The new Israeli law prevents skinny fashion models that look too thin, banning models with a body mass index (BMI) that is less than 18.5 from appearing on advertisements.
The law requires fashion brands and media publications to inform consumers if they have manipulated images of the models to make them thinner. According to Wall Street Journal, supporters of the measure "hoped it would encourage the use of more healthful models in local advertising." Steven Kolb, Chief executive of the the Council of Fashion Designers of America (CFDA) said there are no plans to press for a U.S. law banning models under a certain weight or BMI, adding "We create awareness and education."
Adi Barkan fashion photographer, and model agent started the campign to initiate healthy model making BMI into law. The inititive started when close friend of Barkan, model Hila Elmaliah who was suffering from anorexia collapsed and died at age 34. The model weighed just 60 pounds according to ABC.
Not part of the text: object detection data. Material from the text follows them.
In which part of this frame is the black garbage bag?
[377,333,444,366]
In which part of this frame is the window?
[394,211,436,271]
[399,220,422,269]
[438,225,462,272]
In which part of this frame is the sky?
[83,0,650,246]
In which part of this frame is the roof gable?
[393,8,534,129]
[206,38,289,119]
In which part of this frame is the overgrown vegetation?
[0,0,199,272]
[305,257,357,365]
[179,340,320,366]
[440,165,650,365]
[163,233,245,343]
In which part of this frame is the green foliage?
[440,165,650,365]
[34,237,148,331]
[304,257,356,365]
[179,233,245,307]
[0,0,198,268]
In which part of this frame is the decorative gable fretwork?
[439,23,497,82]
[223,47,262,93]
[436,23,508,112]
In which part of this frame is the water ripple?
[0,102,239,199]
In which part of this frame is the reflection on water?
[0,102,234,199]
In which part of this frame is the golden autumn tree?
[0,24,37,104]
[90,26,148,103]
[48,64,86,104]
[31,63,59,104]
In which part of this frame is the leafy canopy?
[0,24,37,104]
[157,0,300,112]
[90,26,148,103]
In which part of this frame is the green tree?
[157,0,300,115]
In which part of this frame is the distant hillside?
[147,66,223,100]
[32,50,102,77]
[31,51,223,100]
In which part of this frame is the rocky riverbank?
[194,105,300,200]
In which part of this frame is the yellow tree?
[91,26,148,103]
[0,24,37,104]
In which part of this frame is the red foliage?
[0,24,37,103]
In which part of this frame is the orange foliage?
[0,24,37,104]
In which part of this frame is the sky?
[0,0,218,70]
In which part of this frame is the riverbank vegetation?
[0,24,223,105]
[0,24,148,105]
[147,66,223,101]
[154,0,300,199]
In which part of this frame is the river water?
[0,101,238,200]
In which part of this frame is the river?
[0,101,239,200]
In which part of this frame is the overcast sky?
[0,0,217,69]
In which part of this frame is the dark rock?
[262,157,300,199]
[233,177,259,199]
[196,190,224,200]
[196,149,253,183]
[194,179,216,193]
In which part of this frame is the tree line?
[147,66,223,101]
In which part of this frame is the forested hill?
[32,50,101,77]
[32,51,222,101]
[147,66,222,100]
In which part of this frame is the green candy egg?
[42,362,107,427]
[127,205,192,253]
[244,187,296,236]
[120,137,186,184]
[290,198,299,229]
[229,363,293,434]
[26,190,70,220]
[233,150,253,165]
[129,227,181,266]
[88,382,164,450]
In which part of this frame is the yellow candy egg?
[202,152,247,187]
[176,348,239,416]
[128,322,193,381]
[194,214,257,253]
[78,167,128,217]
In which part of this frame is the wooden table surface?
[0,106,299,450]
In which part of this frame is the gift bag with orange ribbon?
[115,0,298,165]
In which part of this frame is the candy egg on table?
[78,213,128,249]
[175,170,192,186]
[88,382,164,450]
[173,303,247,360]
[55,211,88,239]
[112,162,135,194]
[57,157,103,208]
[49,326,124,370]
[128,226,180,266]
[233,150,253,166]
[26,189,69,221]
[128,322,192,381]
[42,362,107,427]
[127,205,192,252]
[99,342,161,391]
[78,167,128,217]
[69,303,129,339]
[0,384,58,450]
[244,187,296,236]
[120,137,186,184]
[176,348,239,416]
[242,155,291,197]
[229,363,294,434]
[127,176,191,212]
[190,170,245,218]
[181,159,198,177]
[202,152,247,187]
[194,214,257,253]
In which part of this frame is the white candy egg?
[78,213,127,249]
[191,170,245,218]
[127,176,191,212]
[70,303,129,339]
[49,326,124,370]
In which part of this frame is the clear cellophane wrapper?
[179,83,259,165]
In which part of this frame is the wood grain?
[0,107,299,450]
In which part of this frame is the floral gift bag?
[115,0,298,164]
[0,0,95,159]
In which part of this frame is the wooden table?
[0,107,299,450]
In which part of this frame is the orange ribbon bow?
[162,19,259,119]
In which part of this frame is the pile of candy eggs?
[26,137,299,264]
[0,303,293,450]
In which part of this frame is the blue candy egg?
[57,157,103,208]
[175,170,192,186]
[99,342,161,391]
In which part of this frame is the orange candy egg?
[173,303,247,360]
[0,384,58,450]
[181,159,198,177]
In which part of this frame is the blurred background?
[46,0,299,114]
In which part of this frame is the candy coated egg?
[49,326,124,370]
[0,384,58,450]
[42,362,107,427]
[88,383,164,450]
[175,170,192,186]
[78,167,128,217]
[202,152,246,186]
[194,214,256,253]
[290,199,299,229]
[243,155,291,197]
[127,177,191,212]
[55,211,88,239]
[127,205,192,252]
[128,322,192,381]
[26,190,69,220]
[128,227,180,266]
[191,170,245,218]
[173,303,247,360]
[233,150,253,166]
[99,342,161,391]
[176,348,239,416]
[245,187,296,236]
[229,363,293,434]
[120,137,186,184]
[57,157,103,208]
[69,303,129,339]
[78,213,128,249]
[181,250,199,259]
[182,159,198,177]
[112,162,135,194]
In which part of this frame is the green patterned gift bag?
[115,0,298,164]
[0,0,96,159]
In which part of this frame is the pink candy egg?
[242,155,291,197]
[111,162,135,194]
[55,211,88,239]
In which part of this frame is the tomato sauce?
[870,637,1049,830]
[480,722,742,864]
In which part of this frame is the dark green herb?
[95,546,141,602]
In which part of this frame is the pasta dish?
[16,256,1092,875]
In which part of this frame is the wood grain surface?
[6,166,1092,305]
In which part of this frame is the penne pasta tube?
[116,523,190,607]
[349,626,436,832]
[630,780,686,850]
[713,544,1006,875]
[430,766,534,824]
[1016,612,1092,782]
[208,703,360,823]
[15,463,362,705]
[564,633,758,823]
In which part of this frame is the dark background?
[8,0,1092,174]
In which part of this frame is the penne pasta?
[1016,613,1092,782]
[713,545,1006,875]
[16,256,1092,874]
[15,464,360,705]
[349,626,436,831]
He told Womens Wear Daily in 2007: "The problem is with society, and the low self-esteem of these girls," said Barkan, adding "We need to put this out there, to make it a societal norm in Israel and the rest of the world. People need to see these anorexic bodies and move their butts and do something about this."
His campaign to create a law against fashion industry using models that are too thin, passed the Israeli knesset. He worked closely with member Inbal Gavriely. Israeli parliament passed the measure, becoming one of the first country to pass this kind of measure. Any agency that breaks the law will be fined and will be monitored by Israeli Health Ministry.
Israel law requires fashion industry "to use healthy-looking models in advertisements.
Currently, Vogue released a guidelines for its "Health initiative," encouraging promotion of healthy body image.